In 2003, the U.S. Congress passed the Check Clearing for the 21st Century Act, known as "Check 21". The act allows banks to take digital images of checks, exchange those images with other banks, and destroy the original paper copies. This process generated an estimated $2 billion to $4 billion in annual savings by eliminating the expense of shipping hundreds of billions of paper checks around the country, according to a DataTreasury source.
DataTreasury, founded in 1998, received two patents covering its check-imaging technology in 1999 and 2000. According to the company Web site, DataTreasury began discussing a check-imaging joint venture with officials from Chase Manhattan Bank (now known as JPMorgan Chase), but the bank launched a separate check image processing venture called Viewpointe Archive Services LLC with IBM Corporation and another bank. DataTreasury filed the first in a series of lawsuits against dozens of banks in 2002. U.S. Bank was one of several banks to invest in Viewpointe, which is also a party to the litigation set for trial next week. JP Morgan settled with DataTreasury in 2005.[19]
Banks have alleged that DataTreasury bought up patents for the system that underlies electronic transfers and is trying to shake down companies for licensing fees, saying that DataTreasury's patents are "an example of what's wrong with patent law."[13] Others have characterized the company as a patent troll.[13][20][21] DataTreasury has stated that Ballard is the inventor of the system and built the company to sell it before the banks stole the idea.[13]
In February 2006, DataTreasury purchased four patents from WMR e-Pin, LLC. These patents were U.S. Patent 5,265,007, U.S. Patent 5,583,759, U.S. Patent 5,717,868, and U.S. Patent 5,930,778. On February 24, 2006, DataTreasury filed a complaint in the United States District Court for the Eastern District of Texas accusing over 30 banks and other companies of infringing the patents.[22] These cases are still pending.
J.P.Morgan Chase settled with DataTreasury.[23]

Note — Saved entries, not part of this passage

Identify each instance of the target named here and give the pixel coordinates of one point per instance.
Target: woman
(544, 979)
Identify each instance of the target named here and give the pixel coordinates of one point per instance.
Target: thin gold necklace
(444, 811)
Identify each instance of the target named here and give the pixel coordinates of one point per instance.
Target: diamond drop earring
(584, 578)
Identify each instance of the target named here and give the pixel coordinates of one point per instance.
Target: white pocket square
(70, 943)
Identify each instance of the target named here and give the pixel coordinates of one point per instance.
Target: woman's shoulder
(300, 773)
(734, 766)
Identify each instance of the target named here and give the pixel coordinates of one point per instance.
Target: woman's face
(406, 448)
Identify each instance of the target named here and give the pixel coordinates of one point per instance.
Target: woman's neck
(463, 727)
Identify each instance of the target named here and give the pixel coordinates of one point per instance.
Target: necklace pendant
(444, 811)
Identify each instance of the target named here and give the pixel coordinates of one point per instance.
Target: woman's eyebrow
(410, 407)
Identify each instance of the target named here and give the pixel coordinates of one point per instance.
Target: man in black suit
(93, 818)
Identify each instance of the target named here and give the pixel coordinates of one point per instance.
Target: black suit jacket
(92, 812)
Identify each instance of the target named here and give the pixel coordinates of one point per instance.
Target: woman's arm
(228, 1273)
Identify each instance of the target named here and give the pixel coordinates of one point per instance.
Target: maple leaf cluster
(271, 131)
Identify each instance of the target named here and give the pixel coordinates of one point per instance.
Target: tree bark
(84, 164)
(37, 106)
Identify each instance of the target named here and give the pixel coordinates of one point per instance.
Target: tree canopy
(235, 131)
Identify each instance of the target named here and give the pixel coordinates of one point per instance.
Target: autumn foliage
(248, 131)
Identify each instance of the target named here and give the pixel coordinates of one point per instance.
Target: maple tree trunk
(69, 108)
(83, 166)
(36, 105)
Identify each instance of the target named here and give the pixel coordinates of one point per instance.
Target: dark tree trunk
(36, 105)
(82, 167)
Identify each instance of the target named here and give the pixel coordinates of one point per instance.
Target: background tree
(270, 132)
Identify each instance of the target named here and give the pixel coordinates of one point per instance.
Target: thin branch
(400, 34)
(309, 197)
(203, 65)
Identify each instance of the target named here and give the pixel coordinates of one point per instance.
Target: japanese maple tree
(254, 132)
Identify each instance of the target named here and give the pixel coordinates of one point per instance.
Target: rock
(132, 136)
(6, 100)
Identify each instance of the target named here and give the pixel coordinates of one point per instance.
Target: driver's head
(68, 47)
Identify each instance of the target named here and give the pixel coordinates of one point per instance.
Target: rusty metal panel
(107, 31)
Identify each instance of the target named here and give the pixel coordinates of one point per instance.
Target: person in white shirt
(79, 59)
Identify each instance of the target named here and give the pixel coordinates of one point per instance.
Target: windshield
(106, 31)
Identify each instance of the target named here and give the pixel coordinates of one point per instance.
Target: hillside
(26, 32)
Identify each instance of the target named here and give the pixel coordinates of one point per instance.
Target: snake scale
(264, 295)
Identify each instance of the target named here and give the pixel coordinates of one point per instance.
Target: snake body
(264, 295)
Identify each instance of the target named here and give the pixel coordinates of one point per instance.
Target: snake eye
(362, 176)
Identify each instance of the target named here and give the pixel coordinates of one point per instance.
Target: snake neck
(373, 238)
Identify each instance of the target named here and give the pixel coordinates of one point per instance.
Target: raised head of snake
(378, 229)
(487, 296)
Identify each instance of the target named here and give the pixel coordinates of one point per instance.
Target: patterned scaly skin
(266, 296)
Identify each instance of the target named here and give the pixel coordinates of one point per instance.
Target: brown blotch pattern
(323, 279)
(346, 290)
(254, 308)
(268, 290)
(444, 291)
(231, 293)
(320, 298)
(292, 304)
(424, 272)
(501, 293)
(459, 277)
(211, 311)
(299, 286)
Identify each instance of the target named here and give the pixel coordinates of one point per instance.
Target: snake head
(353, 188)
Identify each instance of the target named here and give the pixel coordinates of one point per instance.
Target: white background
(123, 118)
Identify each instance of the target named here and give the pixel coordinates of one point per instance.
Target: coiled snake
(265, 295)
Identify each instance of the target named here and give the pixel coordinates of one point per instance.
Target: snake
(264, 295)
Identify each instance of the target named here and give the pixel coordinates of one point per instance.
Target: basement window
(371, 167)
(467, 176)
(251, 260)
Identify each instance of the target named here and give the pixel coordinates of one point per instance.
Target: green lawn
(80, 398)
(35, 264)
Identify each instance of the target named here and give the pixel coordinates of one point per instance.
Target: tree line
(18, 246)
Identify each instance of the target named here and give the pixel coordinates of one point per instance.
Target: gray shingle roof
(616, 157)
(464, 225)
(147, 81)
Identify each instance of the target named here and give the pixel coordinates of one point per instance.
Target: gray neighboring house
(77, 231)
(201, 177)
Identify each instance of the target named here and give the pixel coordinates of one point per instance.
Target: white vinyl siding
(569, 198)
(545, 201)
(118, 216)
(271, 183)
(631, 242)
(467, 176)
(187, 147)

The following banks and corporations have settled their lawsuits with DataTreasury and/or taken a license.[27][28]
In November 2005, First Data Corporation filed a request for a reexamination of the DataTreasury Ballard patents citing numerous earlier publications that it felt either anticipated the DataTreasury inventions or made them obvious. In 2007, the USPTO upheld both patents and further allowed DataTreasury to claim additional inventions that were disclosed but not claimed in the original applications.[29][30]